Read The Shadow and the Star Page 38


  Just now, she wasn’t being interviewed for all available information in her possession on any topic whatsoever because Samuel had telephoned again. He was on his way to take her on a tour of her new home, and while they waited, Mrs. Richards had found her this hiding place behind the bougainvillea.

  “This way,” she said, “you’ll get off more speedily when he arrives, because if there’s someone here visiting you, you’d never be able to move for an hour or two, you know, and I know how keen you must be to see it. It’s away up the valley—three showers up, that’s what we say, because no doubt it will rain on you that many times before you get there. But you mustn’t mind—you’ll dry out before you know it. Ah! There he is!” She sat back with a sigh as Samuel walked out through the open lobby, carrying his summer straw under his arm. “He is the most romantically dashing man! It’s positively indecent to be that good-looking. Not that anyone blames him; he never encouraged any girl in the slightest, I assure you, but you can’t imagine how many hearts he’s broken, Mrs. Gerard.”

  Leda half-suspected that Mrs. Richards’ heart might be one of them, but she only smiled and nodded.

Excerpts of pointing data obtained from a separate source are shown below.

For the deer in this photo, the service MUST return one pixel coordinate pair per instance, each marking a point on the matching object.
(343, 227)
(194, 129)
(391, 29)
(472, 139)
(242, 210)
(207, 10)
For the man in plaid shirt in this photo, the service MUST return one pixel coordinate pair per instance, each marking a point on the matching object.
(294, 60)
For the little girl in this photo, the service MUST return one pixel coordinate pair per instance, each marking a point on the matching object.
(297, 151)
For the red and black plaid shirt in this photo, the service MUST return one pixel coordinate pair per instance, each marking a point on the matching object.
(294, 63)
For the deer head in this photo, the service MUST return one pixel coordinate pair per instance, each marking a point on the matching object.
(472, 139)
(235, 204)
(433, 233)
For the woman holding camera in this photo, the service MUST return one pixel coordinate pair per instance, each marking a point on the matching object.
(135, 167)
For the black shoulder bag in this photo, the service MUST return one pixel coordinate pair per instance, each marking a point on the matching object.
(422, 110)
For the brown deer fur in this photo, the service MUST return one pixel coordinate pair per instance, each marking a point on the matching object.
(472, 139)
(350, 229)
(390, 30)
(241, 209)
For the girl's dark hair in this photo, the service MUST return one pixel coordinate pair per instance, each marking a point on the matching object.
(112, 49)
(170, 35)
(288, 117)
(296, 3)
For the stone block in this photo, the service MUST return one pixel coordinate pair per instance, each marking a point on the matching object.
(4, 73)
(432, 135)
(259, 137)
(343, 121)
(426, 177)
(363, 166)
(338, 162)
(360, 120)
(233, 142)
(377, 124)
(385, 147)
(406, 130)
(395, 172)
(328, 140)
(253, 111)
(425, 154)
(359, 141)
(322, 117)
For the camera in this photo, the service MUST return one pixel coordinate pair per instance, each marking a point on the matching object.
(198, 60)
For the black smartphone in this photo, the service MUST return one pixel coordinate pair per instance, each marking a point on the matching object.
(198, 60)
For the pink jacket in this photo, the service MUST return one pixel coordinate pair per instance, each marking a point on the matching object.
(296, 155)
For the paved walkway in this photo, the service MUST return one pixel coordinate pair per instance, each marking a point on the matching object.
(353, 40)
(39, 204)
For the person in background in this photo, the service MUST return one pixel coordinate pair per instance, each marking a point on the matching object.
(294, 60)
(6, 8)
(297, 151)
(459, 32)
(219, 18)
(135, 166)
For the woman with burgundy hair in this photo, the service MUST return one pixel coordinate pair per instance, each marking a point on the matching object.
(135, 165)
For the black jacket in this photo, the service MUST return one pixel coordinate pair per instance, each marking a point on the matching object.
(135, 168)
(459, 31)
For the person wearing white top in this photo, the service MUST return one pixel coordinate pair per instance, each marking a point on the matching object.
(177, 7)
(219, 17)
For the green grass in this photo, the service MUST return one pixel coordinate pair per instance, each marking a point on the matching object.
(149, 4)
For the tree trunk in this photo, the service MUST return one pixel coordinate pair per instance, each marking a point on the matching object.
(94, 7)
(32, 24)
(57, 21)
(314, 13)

  He greeted her so pleasantly that her spirits rose on the instant. No one wore gloves, on account of the tropical climate, and it felt strange and yet familiar to have his bare hand beneath hers as she stood up. For the time that it took to pass with him down the curving stairs to the lawn and waiting fringe-topped carriage, held by a barefoot Hawaiian in an otherwise immaculate uniform, Leda walked on air.

  As Samuel drove them out of the hotel grounds, though, a delicate silence prevailed between them. Leda gazed at the king’s palace across the avenue, a handsome, modern building with towers at each corner and deep stone verandas. They plunged into the shade, of overarching trees, with the sunlight flashing down through.

  “What is that?” Leda asked, staring at a tree that looked as if it had dozens of white trumpets hanging downward from all its branches.

  “A trumpet tree,” he said.

  “Oh.” She fiddled with her closed parasol, and then pointed at a tree covered with gorgeous clusters of golden blossoms. “What’s that one?”

  “It’s called a gold tree.”

  “Oh.” Somehow, the obviousness of the names made her feel foolish for asking. He didn’t expand on the information. Obviously, his earlier friendliness had been for Mrs. Richards’ benefit—naturally he wouldn’t like it to appear to his manager’s wife that there was anything irregular about his marriage.

  He would be thinking now that it should have been Lady Kai whom he was escorting to her first view of her new home. He would be thinking of his plans and dreams. He would be wishing that it was not Leda in this carriage with him.

  The air held all the scents of gardenias and lilies and roses. Beyond the somewhat tipsy white fences, houses lay in deep shade, under bowers of flowering vines. She caught glimpses of open rooms beyond the ubiquitous wide verandas.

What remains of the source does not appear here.